Social learning (Bandura, 1986)
- Preference for same-sex relations between 4-5 years.
- Acquisition of skills through: external reinforcement and modelling.
- Stimulus generalization and sex-typing and their significance.
Cognitive development theory
- Piaget: Mental development takes place in orderly and discrete stages in childhood
from birth to 11 years and up. Children follow a particular sequence of tasks and mental
processes. They learn differently from adults and perceive things in their own way
according to various ages.
- Piaget’s stages of cognitive development:
o Sensori-motor (birth-2 years)
o Pre-operational (2-7 years)
o Concrete operational (7-11 years)
o Formal operational (11 years and up)
- Kohlberg (influenced by Piaget): Children ‘learn’ gender cognitively based on the way
they process information. They are born gender neutral and acquire gender identity by
filtering and interpreting information about gender (3 and 4 years) through self
socialization. Children learn through cues associated with the genders (dress, hairstyle,
body size).
o Gender identity is fixed through the process, so identification as girl/boy is
irreversible.
o Develop gender constancy by age five or six.
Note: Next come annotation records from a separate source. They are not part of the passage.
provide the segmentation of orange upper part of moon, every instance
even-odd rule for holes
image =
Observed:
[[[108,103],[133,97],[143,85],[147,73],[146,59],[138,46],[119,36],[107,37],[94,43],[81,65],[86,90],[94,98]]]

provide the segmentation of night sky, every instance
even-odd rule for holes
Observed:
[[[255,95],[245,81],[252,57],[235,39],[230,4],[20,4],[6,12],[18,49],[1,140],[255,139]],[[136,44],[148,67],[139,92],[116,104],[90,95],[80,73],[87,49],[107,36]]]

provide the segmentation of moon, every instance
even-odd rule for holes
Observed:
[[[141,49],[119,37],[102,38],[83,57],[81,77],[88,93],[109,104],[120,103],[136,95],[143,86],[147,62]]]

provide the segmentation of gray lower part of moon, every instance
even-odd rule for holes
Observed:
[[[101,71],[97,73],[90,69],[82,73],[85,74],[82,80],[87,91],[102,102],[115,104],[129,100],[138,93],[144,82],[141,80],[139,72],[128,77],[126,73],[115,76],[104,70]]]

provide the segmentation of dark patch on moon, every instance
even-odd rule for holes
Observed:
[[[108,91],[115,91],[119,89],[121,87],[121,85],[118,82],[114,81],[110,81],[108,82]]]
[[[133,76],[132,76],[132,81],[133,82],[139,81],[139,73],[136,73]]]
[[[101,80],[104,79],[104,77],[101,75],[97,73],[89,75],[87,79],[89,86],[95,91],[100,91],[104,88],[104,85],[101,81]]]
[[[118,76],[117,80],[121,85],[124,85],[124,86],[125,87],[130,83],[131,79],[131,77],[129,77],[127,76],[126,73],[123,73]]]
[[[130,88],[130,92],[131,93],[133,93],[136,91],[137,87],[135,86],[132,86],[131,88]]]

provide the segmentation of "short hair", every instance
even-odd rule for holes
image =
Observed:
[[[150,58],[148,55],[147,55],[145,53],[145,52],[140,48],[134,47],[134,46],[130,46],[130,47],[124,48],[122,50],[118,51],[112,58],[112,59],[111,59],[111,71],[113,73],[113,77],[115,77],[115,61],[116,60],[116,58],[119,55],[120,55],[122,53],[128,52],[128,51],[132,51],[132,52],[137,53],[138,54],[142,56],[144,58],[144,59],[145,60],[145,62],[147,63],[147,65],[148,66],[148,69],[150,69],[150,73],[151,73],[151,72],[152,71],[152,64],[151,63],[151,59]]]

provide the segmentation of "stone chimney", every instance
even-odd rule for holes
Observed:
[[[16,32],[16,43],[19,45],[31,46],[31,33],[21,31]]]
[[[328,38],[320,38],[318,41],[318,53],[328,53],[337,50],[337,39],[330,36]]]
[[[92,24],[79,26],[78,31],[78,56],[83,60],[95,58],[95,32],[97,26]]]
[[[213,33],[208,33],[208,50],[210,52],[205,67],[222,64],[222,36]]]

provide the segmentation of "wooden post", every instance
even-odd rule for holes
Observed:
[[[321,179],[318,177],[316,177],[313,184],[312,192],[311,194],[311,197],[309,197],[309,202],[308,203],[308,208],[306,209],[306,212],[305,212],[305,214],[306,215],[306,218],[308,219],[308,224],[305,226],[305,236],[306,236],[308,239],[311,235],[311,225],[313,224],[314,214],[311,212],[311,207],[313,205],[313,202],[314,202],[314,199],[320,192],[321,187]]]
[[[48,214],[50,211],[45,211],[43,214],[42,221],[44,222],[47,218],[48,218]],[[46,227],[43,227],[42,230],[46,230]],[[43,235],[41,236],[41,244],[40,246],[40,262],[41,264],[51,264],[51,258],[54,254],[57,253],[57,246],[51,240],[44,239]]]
Children see the world in gender
terms after age six and engage in self-socialization.
o Have a gender label without content at age six because there is no relationship
between gender identity and gender roles.
Feminist criticisms
- Women envy male dominance, not male anatomy (penis envy).
- Womb envy: the origins of women’s subordination stem from men’s fears of women’s
reproductive powers (in contrast to ‘penis envy’).